腫瘍: 肋骨に腫瘍ができ、骨が弱くなることで骨折することがあります。
骨折の分類
肋骨骨折は、骨折の程度や場所によって以下のように分類されます。
・単純骨折: 肋骨が1本だけ折れる骨折
・多発骨折: 複数の肋骨が折れる骨折
・疲労骨折: 体幹の捻りなど、繰り返しの負荷によって徐々に肋骨が折れていく状態で、背部の湾曲部に好発

・肋骨骨折の部位
①第1~3肋骨: 上位肋骨骨折と呼ばれ、比較的稀ではあるが、鎖骨や肩甲骨の骨折を伴うことが多い
②第4~10肋骨: 中位肋骨骨折と呼ばれ、特に5〜8肋骨を損傷することが多い
③第11・12肋骨: 下位肋骨(浮遊肋)骨折と呼ばれ、腹部臓器損傷を伴うことがある

症状
- 肋骨部周辺の痛み
- 肋骨骨折部の圧痛
- 咳、深呼吸時の痛み
- 運動時痛、寝返り痛
- 呼吸困難
- 熱感
- 血腫、皮下出血
- 骨折部の変形
- 夜間時痛

合併症
肋骨骨折は、比較的軽度な外傷から重篤なものまでありますが、合併症のリスクも伴います。合併症の種類や程度は、骨折の部位・本数・程度・年齢や基礎疾患などによって異なります。
呼吸器系の合併症
- 気胸:肺に穴が開き、空気が胸腔内に漏れることで肺が虚脱する状態です。呼吸困難や胸痛を引き起こします。
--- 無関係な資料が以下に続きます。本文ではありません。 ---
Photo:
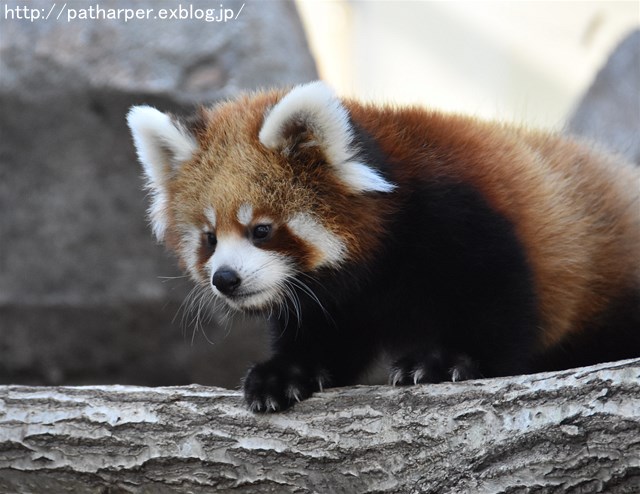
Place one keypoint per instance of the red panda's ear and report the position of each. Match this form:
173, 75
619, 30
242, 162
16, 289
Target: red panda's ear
316, 110
162, 144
- 血胸:肋骨骨折により血管が損傷し、血液が胸腔内に溜まる状態です。呼吸困難やショックを引き起こすことがあります。
- 肺炎:肋骨骨折の痛みにより呼吸が浅くなり、痰が溜まりやすくなることで肺炎を引き起こすことがあります。高齢者や基礎疾患のある患者でリスクが高まります。
- 無気肺:肺の一部が虚脱し、呼吸ができなくなる状態です。呼吸困難や低酸素血症を引き起こします。
循環器系の合併症
- 大血管損傷:肋骨骨折により、大動脈や鎖骨下動脈などの大血管が損傷することがあります。出血多量やショックを引き起こす危険な状態です。
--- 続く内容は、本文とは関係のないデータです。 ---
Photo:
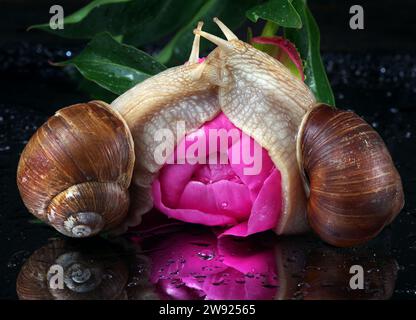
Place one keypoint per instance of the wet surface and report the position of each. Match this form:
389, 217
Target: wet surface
381, 88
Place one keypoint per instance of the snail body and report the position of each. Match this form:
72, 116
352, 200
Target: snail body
255, 91
75, 170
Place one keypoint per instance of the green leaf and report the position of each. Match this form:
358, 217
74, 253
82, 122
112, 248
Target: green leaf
307, 41
131, 21
281, 12
231, 12
114, 66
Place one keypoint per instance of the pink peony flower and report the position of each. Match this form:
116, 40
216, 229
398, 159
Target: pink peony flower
225, 193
- 心臓損傷:肋骨骨折が心臓に及ぶと、心臓挫傷や心タンポナーデ(心臓が圧迫される状態)を引き起こすことがあります。
その他の合併症
- 肋間神経損傷:肋骨骨折により肋間神経が損傷し、激しい痛みや感覚異常が残ることがあります。
- 臓器損傷:肋骨骨折に伴い、肺、肝臓、脾臓、腎臓などの臓器が損傷することがあります。
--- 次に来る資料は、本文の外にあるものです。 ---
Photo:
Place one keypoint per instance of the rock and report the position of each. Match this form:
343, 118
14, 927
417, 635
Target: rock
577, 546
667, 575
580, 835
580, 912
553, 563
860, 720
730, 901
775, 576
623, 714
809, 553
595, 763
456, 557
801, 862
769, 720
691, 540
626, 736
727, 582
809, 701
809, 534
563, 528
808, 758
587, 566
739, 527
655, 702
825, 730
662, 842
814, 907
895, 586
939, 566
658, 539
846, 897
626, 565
- 感染症:開放骨折の場合や、気胸・血胸、手術などを行った場合に、感染症を引き起こすことがあります。
治療法
症状によって治療を選択して、早期回復を促します!
肋骨骨折部の転位(ずれ)が少ない場合は、整復・固定を行い保存療法を行います。転位が大きい場合や整復が困難な場合、神経や血管が巻き込まれている可能性が高い場合は整形外科にて手術を選択することがあるため、近隣の整形外科へ紹介して治療を併用していきます。
当院では骨折部に対して固定・安静・冷却を施しながら、経過次第では物理療法・鍼灸治療と並行してリハビリテーションを施行し、骨の再生・疼痛緩和と筋緊張の除去、関節の可動域拡大を目的として治癒を促します。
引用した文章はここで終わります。